Enrico's method to build up the full multipart form submission from Apex is to first build each part individually using Base64 encoding and then concatenate those parts together. That final Base64 string is then converted back to a Blob to become the body of the HTTP POST request.

The challenge with this method is you can't have intermediate padding characters. The Apex Base64 decoding process is going to ignore those intermediate padding characters. This in turn causes an incorrect mapping between the 4 Base64 characters and the 3 bytes they are supposed to represent. Here is an example using some anonymous Apex. Note how the decoding the concatenated values gives the same result with or without the internal padding:

String encodedA = EncodingUtil.base64Encode(Blob.valueOf('A'));
String encodedB = EncodingUtil.base64Encode(Blob.valueOf('BC'));
System.debug(encodedA);
System.debug(encodedB);
System.debug(EncodingUtil.base64Decode(encodedA).toString());
System.debug(EncodingUtil.base64Decode(encodedB).toString());
System.debug(EncodingUtil.base64Decode(encodedA + encodedB).toString());
System.debug(EncodingUtil.base64Decode('QQ' + 'QkM=').toString());

Output

20:17:50.65 (69059707)|USER_DEBUG|[3]|DEBUG|QQ==
20:17:50.65 (69127131)|USER_DEBUG|[4]|DEBUG|QkM=
20:17:50.65 (69373165)|USER_DEBUG|[5]|DEBUG|A
20:17:50.65 (69500491)|USER_DEBUG|[6]|DEBUG|BC
20:17:50.65 (69636544)|USER_DEBUG|[7]|DEBUG|A$
20:17:50.65 (69759126)|USER_DEBUG|[8]|DEBUG|A$

For encoding text this problem is bypassed by appending additional whitespace characters to the base text until the Base64 encoded representation no longer requires padding. Without the padding it is then possible to concatenate the two base 64 encoded values and then later decode the complete string back to the Blob sans additional bytes. This however doesn't work with a binary file like an image. You can't just go on appending additional bytes on the end without corrupting the file.

Instead the solution presented by Grant Wickman is to borrow one or both of the CR (\r) or LF (\n) characters that separate the end of the file bytes from the multipart boundary.

By shuffling these legitimate characters onto the end of the files bytes the need for padding can be removed. The padding on the boundary can then be adjusted as required using the white-space technique where it won't affect the integrity of the data.
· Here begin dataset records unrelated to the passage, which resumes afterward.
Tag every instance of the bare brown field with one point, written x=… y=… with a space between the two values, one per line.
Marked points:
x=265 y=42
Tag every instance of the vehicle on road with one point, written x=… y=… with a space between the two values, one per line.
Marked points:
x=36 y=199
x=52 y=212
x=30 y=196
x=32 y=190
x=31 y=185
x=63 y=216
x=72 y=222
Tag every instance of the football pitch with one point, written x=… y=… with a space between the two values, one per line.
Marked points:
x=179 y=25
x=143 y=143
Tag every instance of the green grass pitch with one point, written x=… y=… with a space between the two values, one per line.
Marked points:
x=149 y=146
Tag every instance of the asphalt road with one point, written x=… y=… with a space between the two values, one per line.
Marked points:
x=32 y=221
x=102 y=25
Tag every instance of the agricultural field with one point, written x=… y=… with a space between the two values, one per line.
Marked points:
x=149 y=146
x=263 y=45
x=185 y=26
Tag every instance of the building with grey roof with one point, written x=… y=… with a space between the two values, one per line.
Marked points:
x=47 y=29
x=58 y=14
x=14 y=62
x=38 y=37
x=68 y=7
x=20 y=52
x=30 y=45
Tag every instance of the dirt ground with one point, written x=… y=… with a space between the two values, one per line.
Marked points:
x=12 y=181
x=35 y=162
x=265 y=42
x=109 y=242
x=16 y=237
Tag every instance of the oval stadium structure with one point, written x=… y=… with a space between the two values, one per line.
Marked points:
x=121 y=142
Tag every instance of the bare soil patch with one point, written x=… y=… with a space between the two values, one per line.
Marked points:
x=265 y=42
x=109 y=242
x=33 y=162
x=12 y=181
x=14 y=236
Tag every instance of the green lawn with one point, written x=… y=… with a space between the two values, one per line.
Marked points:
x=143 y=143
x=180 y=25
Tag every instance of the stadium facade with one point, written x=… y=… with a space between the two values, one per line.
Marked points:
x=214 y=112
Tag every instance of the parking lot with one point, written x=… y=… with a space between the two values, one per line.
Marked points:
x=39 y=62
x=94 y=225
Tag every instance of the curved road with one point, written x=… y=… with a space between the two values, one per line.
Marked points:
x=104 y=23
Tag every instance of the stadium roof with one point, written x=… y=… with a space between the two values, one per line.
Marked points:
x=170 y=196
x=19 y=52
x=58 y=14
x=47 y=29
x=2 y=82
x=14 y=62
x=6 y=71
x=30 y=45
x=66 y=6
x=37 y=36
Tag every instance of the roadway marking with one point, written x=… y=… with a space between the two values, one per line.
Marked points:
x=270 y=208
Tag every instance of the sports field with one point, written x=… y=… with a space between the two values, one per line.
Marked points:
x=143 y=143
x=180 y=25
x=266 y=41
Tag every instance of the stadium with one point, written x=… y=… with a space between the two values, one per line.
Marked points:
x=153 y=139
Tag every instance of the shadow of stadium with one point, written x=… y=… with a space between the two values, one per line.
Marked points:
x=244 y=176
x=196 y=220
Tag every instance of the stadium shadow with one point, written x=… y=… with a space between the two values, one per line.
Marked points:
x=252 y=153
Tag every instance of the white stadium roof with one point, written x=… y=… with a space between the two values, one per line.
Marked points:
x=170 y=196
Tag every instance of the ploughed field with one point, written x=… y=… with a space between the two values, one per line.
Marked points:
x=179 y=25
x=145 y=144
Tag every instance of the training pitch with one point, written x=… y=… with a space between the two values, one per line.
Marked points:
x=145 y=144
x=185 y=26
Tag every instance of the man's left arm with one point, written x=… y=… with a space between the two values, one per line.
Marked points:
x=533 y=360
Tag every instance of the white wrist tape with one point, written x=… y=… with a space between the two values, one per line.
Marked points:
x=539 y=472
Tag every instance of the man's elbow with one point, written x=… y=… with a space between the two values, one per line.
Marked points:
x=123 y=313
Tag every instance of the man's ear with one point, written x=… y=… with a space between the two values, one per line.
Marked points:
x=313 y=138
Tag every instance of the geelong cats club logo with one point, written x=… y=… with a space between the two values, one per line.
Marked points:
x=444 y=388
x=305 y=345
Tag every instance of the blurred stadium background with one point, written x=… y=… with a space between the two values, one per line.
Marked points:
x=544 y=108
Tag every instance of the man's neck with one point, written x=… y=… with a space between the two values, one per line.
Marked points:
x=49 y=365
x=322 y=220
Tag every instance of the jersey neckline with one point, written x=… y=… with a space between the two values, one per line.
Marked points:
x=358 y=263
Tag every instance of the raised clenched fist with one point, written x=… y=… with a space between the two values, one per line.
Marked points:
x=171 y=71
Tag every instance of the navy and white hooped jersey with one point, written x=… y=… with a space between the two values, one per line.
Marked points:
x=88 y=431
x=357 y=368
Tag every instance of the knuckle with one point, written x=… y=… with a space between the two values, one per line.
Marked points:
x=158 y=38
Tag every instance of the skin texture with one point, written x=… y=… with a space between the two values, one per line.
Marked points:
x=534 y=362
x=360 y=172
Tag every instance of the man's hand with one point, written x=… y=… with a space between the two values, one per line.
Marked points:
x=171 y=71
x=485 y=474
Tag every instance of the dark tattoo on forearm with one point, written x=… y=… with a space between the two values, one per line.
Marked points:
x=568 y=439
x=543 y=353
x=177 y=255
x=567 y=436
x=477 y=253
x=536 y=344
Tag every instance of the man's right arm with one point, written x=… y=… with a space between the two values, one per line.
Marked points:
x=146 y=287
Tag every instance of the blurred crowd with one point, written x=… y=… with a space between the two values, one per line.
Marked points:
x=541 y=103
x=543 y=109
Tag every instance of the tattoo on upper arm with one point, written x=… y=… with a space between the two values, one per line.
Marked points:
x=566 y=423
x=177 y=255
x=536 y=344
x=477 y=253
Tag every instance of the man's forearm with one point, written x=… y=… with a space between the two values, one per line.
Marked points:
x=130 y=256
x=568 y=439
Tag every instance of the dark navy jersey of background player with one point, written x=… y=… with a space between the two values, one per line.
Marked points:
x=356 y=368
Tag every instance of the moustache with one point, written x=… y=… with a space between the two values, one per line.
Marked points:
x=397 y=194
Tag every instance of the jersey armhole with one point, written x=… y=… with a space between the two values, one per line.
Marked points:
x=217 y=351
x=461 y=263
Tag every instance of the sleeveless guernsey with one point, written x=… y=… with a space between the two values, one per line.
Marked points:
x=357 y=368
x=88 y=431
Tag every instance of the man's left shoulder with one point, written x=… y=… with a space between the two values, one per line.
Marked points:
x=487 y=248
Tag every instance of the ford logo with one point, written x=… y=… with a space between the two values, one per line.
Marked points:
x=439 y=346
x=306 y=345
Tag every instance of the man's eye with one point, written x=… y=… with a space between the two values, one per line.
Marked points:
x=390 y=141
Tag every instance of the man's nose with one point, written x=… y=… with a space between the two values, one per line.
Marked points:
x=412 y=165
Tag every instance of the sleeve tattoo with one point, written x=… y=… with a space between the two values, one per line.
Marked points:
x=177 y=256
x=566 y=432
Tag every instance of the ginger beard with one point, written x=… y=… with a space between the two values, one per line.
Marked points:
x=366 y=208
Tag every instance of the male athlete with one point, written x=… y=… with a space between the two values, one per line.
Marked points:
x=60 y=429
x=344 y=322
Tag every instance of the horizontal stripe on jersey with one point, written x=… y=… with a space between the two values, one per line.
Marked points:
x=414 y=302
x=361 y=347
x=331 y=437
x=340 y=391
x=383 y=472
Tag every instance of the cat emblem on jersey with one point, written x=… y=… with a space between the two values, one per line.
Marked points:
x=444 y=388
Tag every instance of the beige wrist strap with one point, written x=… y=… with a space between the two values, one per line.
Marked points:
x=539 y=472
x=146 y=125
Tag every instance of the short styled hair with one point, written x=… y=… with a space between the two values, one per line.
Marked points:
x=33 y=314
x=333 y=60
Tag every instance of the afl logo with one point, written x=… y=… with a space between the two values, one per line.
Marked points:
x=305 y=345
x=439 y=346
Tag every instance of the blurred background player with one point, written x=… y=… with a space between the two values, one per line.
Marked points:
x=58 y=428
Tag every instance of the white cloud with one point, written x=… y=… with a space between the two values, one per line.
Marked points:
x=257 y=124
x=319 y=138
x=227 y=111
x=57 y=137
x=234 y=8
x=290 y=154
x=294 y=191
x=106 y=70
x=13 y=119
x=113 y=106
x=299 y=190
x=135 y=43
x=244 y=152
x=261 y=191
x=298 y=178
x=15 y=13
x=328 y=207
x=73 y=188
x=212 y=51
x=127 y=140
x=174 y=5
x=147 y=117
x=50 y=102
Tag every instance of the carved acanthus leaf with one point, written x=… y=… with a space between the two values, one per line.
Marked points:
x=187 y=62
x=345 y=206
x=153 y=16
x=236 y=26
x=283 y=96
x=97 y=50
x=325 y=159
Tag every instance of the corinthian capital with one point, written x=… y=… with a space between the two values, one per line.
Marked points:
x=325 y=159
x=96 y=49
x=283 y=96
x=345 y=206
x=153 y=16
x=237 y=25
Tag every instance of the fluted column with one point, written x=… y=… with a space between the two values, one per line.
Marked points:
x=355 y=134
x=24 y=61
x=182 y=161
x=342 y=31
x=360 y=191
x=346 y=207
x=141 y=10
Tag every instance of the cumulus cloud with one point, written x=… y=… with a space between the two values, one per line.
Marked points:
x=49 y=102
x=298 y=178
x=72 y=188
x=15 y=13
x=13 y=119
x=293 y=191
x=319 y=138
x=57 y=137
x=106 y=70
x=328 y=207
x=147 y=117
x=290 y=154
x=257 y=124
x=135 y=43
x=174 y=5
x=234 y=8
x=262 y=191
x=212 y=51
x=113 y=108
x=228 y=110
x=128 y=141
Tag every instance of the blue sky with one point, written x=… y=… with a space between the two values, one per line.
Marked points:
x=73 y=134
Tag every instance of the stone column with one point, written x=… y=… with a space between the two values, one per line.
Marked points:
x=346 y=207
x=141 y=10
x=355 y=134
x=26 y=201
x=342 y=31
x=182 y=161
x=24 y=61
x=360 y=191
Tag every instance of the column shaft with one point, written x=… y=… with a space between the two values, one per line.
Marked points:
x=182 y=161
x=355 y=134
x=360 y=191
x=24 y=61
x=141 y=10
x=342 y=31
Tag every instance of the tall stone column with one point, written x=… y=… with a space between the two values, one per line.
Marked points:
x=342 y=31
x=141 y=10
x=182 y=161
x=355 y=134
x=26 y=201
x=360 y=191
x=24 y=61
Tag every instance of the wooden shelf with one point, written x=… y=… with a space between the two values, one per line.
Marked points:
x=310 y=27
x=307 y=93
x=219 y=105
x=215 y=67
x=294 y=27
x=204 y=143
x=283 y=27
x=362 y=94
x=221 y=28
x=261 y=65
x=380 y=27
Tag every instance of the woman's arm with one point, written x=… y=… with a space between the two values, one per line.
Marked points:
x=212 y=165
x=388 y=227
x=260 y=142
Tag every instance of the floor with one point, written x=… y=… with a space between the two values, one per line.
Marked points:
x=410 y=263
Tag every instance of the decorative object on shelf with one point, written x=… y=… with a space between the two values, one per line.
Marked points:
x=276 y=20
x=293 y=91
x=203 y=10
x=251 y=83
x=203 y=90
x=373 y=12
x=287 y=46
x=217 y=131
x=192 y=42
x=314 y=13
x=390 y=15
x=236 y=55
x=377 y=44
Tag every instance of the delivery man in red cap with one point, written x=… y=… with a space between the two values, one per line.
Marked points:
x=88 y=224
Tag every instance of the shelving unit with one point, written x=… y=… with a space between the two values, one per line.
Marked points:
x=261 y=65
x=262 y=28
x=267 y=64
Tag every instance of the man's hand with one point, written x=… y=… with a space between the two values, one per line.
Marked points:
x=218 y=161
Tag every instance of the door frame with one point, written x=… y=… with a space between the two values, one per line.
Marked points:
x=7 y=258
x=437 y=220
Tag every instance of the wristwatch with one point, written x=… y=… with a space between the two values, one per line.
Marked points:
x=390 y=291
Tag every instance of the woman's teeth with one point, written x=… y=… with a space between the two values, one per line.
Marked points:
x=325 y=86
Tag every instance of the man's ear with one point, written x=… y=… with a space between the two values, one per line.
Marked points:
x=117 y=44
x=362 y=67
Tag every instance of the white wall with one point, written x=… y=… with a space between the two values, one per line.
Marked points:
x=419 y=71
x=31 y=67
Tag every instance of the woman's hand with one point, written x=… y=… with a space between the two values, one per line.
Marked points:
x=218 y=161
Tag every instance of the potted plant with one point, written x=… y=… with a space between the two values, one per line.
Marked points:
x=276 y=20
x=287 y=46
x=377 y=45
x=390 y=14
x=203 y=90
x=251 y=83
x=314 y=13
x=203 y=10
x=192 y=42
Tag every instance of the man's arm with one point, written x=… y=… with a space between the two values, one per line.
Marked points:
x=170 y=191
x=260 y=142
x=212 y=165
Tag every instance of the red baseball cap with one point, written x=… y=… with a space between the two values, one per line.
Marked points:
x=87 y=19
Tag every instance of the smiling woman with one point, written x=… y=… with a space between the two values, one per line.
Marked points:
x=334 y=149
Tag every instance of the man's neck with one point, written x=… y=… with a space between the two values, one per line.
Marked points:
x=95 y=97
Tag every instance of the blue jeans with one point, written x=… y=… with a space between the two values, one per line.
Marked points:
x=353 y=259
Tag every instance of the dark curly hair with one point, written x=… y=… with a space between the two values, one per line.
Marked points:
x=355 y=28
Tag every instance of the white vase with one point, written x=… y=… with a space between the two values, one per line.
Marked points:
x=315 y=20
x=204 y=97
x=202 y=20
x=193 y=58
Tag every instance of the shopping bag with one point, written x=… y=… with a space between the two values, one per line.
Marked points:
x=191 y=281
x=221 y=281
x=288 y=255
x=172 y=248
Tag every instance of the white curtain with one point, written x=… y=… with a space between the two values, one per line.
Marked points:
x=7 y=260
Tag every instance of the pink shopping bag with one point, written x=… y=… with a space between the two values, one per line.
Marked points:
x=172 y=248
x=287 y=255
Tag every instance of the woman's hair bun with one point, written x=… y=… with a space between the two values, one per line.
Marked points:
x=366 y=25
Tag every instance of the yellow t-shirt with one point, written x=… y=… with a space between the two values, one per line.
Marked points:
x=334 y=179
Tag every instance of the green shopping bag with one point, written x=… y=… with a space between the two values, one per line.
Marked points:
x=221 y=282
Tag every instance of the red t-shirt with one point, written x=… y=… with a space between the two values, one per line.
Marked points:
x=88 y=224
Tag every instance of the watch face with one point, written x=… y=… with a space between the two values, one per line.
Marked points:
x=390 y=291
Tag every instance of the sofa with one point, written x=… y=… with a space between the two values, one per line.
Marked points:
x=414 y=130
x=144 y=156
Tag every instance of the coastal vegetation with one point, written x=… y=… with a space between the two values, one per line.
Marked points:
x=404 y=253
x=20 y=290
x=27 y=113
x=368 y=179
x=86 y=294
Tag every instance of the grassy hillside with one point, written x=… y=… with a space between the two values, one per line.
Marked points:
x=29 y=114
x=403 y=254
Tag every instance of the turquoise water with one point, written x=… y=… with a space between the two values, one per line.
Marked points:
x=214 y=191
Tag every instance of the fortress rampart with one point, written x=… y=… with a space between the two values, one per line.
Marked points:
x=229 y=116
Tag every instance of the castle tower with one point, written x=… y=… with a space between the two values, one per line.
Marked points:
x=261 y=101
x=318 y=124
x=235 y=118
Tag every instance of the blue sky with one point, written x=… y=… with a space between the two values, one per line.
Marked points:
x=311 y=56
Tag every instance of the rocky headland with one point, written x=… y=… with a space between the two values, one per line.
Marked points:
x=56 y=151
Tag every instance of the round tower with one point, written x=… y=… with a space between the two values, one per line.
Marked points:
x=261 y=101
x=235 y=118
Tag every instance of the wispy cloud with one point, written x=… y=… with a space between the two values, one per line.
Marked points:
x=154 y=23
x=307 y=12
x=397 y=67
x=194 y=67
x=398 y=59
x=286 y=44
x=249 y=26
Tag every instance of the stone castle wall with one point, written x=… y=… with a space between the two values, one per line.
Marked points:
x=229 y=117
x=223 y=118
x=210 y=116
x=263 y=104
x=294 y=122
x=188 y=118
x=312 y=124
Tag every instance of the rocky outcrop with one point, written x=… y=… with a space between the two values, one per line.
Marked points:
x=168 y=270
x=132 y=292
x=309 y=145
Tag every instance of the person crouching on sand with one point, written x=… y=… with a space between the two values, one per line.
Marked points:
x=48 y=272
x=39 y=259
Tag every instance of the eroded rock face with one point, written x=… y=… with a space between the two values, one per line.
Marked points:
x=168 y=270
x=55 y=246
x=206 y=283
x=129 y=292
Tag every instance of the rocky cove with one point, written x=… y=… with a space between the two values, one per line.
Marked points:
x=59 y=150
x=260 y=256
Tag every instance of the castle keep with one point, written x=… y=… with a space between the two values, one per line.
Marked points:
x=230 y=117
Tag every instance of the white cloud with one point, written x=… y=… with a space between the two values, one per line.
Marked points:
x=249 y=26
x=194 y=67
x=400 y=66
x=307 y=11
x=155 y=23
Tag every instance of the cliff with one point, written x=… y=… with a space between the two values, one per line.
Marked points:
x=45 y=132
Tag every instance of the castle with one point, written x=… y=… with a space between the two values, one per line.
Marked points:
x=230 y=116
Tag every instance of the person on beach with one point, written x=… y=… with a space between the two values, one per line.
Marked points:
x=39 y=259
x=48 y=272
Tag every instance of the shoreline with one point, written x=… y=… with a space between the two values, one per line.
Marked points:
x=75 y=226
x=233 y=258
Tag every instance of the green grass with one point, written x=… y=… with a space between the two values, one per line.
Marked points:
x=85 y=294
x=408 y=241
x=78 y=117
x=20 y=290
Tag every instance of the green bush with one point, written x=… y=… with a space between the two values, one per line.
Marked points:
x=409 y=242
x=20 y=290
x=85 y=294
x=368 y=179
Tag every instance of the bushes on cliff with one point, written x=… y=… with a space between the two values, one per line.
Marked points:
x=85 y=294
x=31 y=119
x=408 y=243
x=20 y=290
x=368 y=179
There is a certain elegance to it as a solution. Note how the first 4 bits of the CR align with the last 6 bits of the second Base64 character so they don't need to be changed. And then again, if only switching out one padding = for a LF the first two bits again align.

I find that table very satisfying. I think I might print it out and keep it at my desk like one of those inspirational posters.

Example of additional HttpFormBuilder method

What did we learn?

  1. That rogue = padding characters in the middle of a Base64 string will corrupt the data.
  2. If the Base64 encoding for the file ends with "==", crop those characters off and replace with 0K to represent a CRLF. Then don't prepend the following boundary footer with those characters.
  3. If the Base64 encoding for the file ends with "=", crop that character off and replace with N to represent a CR. Then only prepend the following boundary footer a LF.
  4. That @muenzpraeger has a more refined Apex project for working with the Einstein Predictive Vision Service. I've submitted my changes there.
  5. The O'Reilly Book covers featuring pictures of animals are done in a woodcut/hedcut style.
  6. Base64 encoding examples can be inspirational and look great at your desk.